Below, I expand on the recipe in dadima’s book (featured under ‘Kitchen Wisdom’), which my dadima has taught me. I made a large batch of ghee and it took just over an hour – do scale up or down according to your preference and needs. The method is simple – it just requires patience, and you can quite easily multi-task around the kitchen during the process. All we’re doing is separating the butter into three layers (excuse my simple illustration below!):three layers

Ingredients: x 12, 250g blocks of unsalted butter (my dadima uses unsalted)

You will need:

  • A muslin cloth. If you don’t have a muslin cloth, you can use a very fine sieve or tea strainer- which is what my dadima sometimes does. To make sure nothing seeps through the sieve, place a piece of kitchen roll on top of it (it works – I’ve tried it).
  • Lidded glass jars for storage (recycle old jars to save the environment)
  • A heavy-based, deep pan (I used my deep stock pan)

*Dadima’s tips:

  • Once the butter has melted, don’t stir the bottom of the pan as this is where the separated milk solids settle.
  • Use good quality butter as I think it does make a difference.
  • Leave the ghee to cool until tepid, before straining.

Method (see my short Instagram videos alongside this):

  1. Melt the butter blocks over a moderate heat.  Stir occasionally to help the melting process.


2. Bring the melted butter to a light bubble over a moderate heat – you will see a white foamy layer appearing at the surface.

3. Reduce to a simmer and stir through, avoiding the bottom of the pan. Simmer until the foamy layer starts to disappear (the bubbles will become bigger and translucent) and the liquid ghee becomes a rich, clear golden colour. Use your spoon to sweep off the foamy layer and check that the milk solids have all settled to the bottom of the pan.  Once the three layers have separated, take off the heat. I simmered for around 45 minutes.

4. Leave to cool for around 20 minutes. This will allow the milk solids to properly settle at the bottom of the pan. Over the sink, carefully pour the ghee into a jug. Then, pour into your clean glass jar, through the muslin cloth (or sieve). Be careful not to spill any precious ghee.

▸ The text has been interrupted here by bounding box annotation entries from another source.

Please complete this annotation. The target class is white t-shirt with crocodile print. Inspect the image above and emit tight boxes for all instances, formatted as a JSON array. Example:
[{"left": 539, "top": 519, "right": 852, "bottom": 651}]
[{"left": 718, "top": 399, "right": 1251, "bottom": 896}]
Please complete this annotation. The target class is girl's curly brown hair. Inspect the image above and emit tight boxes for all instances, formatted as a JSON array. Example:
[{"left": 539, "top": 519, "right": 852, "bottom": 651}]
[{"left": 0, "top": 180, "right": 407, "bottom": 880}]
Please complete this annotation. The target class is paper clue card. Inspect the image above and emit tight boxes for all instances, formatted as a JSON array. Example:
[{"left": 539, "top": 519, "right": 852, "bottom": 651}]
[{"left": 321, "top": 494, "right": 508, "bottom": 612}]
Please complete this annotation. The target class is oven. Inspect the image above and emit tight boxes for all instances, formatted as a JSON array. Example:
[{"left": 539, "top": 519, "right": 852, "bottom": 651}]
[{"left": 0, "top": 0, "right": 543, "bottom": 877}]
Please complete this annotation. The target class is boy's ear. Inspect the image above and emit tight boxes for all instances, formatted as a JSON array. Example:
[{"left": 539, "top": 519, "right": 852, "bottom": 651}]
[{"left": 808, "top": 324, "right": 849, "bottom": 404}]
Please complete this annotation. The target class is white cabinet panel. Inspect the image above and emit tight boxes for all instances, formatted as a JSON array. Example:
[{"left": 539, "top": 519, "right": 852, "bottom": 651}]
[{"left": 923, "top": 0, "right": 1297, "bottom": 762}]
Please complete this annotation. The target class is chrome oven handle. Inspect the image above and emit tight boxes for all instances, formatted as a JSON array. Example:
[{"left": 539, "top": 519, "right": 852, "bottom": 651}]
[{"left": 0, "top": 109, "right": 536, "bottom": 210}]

7. Here is a photo of the milk solids which settle at the bottom of the pan.


8. This is how much ghee my 12 blocks of butter yielded. I’ll be giving a jar each to my grandmothers, and a special aunt who has requested some!


Storage: Refrigerate ghee in a clean, glass, airtight container. It will soften and melt at room temperature and will be solid when refrigerated. Keeps well for a good 2-3 months in the fridge (but look for obvious signs of spoilage or smell). Spoon out as and when needed (with a clean spoon) and it will melt in the pan.

Usage: I use ghee mostly in my Indian cooking (especially when making the masala base for daal, for chicken and to smother over parathas – see recipes in dadima’s book). However, ghee can be used in everyday cooking as an alternative to coconut oil or cooking oil in everyday recipes. Just bear in mind it’s creamy, nutty taste. I love using it for fried eggs too.

Let me know how you get on with the recipe. Happy cooking with ghee and enjoy the magical buttery scent filling your kitchen! Please do share this blog for everyone to benefit from the gheeeeee-licious love.




Disclaimer: Ghee is a saturated fat and should be consumed in moderation. The benefits listed above are for informational/ entertainment purposes only and should not be treated as a nutritional guide. Alongside the benefits listed above (some of which are known, not proven), there are also drawbacks as with other fats. For medical and health advice, please consult a GP or dietician.